Anna Laitano 01/05/2014Uma hipótese teórica em forma de romanceCom um tema delicado, uma abordagem inovadora e poucas páginas, "De coração para coração", da autora Lurlene McDaniel, consegue chamar a atenção logo na sinopse. Então, ao recebê-lo, não aguentei esperar nem um segundo para começar a leitura que prometia ser promissora. Para a minha surpresa, tudo fluiu ainda mais rápido que o esperado e em apenas uma noite terminei de ler essa envolvente história sobre amizade, recomeços e superação.
O livro é dividido em três partes, nas quais as narrativas de Kassey e Arabeth se alternam, sem necessariamente alternar entre as duas perspectiva a cada capítulo.
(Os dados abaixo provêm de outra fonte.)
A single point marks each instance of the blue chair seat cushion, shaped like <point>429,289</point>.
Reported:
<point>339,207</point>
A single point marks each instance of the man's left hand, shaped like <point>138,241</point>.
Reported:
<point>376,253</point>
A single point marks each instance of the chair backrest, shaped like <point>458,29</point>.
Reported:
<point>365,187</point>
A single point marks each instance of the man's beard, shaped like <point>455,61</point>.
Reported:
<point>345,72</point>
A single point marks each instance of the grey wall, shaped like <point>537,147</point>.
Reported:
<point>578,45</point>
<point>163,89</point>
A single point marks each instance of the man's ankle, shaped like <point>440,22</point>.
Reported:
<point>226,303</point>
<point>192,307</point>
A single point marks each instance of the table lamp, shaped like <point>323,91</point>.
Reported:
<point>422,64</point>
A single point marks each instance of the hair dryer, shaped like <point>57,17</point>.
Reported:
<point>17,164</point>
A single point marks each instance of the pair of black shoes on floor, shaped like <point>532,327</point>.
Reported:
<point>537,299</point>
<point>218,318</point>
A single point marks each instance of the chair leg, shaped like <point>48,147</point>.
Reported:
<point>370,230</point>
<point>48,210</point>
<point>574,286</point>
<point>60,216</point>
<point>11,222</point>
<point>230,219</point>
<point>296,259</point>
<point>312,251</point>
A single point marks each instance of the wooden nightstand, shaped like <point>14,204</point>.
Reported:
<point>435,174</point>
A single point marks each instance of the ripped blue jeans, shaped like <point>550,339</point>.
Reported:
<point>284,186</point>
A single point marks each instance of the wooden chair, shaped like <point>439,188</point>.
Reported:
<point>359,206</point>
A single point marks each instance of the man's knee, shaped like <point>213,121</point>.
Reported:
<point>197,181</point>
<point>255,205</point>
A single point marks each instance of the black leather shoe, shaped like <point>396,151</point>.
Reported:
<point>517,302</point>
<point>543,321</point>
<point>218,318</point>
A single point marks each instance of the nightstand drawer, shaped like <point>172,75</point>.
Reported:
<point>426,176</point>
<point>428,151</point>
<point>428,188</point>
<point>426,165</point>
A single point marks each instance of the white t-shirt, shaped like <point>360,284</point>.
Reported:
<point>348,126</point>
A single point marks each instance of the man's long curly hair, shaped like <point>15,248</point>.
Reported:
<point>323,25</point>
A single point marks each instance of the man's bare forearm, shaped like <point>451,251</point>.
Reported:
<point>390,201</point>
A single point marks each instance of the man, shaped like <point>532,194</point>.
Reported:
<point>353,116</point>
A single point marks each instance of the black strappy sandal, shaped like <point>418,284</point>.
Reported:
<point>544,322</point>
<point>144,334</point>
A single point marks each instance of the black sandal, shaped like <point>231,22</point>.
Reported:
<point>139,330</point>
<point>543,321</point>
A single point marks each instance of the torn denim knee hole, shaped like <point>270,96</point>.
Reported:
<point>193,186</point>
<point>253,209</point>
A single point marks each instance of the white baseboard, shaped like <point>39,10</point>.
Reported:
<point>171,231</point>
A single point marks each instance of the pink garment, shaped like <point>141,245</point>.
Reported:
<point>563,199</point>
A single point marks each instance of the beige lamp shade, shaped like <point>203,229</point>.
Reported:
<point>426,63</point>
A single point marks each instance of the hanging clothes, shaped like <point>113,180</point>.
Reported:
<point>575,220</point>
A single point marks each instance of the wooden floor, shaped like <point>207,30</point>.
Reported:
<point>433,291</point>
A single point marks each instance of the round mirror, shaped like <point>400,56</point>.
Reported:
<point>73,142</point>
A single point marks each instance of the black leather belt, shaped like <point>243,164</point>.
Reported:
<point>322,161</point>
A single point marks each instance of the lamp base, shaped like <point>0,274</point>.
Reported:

A primeira parte, por exemplo, é totalmente narrada por Kassey, já que se trata da história de sua amizade com Elowyn, até a morte da melhor amiga.
Outro ponto importante no quesito narrativa, é a forma como a autora escolheu abordar o tema. A premissa pode passar uma ideia de drama, regado à lágrimas, mas não é bem isso que encontramos. A história é tão leve quanto o possível, considerando-se o tema, e bastante objetiva e direta. Nada muito descritivo nem polêmico pode ser encontrado no livro. É uma narração mais enxuta, ao estilo "curto e grosso" – ainda assim, não perde a essência tocante ou deixa de passar as emoções propostas.
As três protagonistas são construídas de forma bastante satisfatória. Seus passados são contados em poucos parágrafos, ajudando o leitor a sentir uma conexão quase imediata, como se já as conhecesse há tempos. Elas também mostram alguns traços bem definidos de suas personalidades, e têm conflitos, dúvidas, medos e desejos totalmente condizentes com a realidade de jovens dessa idade.
Os personagens secundários, por outro lado, são um pouco mal aproveitados. Mesmo os pais de Elowyn ou Wyatt, que ainda têm uma participação maior e reações emocionais bastante verossímeis, não são tão explorados e trabalhados. Não que isso afete tanto na avaliação final da história, mas poderia ser um acréscimo enriquecedor, que daria um algo a mais que, por vezes, senti falta.
Um dos pontos mais curiosos, sem dúvida, é a temática pouco explorada e original de "memória celular". Para quem não sabe, a memória celular é uma hipótese de que as células de todo o corpo – e não apenas os neurônios – armazenam memórias. E, ao transplantar um órgão, essas memórias também seriam passadas do doador para o receptor. Embora tal teoria não seja confirmada, às vezes nem muito acreditada, existem receptores que após o transplante sofrem algumas alterações na personalidade, hábitos e etc.
Para demonstrar esse conceito, a autora acabou forçando um pouco determinadas situações ou diálogos, exagerando em certas semelhanças entre Elowyn e Arabeth. Uma falha nessa construção, é que a temática principal já seja apresentada no início (tanto na nota inicial da autora quanto na sinopse), pois quebra o clima de mistério que se tenta construir entre os personagens, que ficam confusos com o que está acontecendo e sem saber a origem ou explicação de tal fato.
Embora existam romances no livro, nenhum chega a ser o foco principal da história. O único relacionamento que de fato tem uma construção romântica é o de Elowyn e Wyatt. Os outros são mais fases de superação, luto e descobertas que os personagens estão vivendo – o que é um grande ponto positivo, pois em nenhum momento a história prometia ser sobre relacionamentos românticos.
A capa não é a mais chamativa ou marcante, mas ao ser analisada se torna mais interessante pela forma como as digitais são posicionadas para formar os corações, retratando muito bem o tema principal de identidade e memória celular. Com edição simples e limpa, o livro é bastante agradável aos olhos. Da mesma maneira, a tradução e a revisão não deixaram passar erros que eu possa recordar, o que é sempre um ponto positivo.
Este é um livro que eu recomendaria por ser rápido, objetivo e diferente. De certa forma, é um romance para contextualizar um conceito teórico e hipotético. Porém, no geral, ainda senti falta de algo mais profundo, que causasse mais impacto e marcasse o leitor, fazendo a história permanecer vagando no fundo de sua mente, causando reflexões.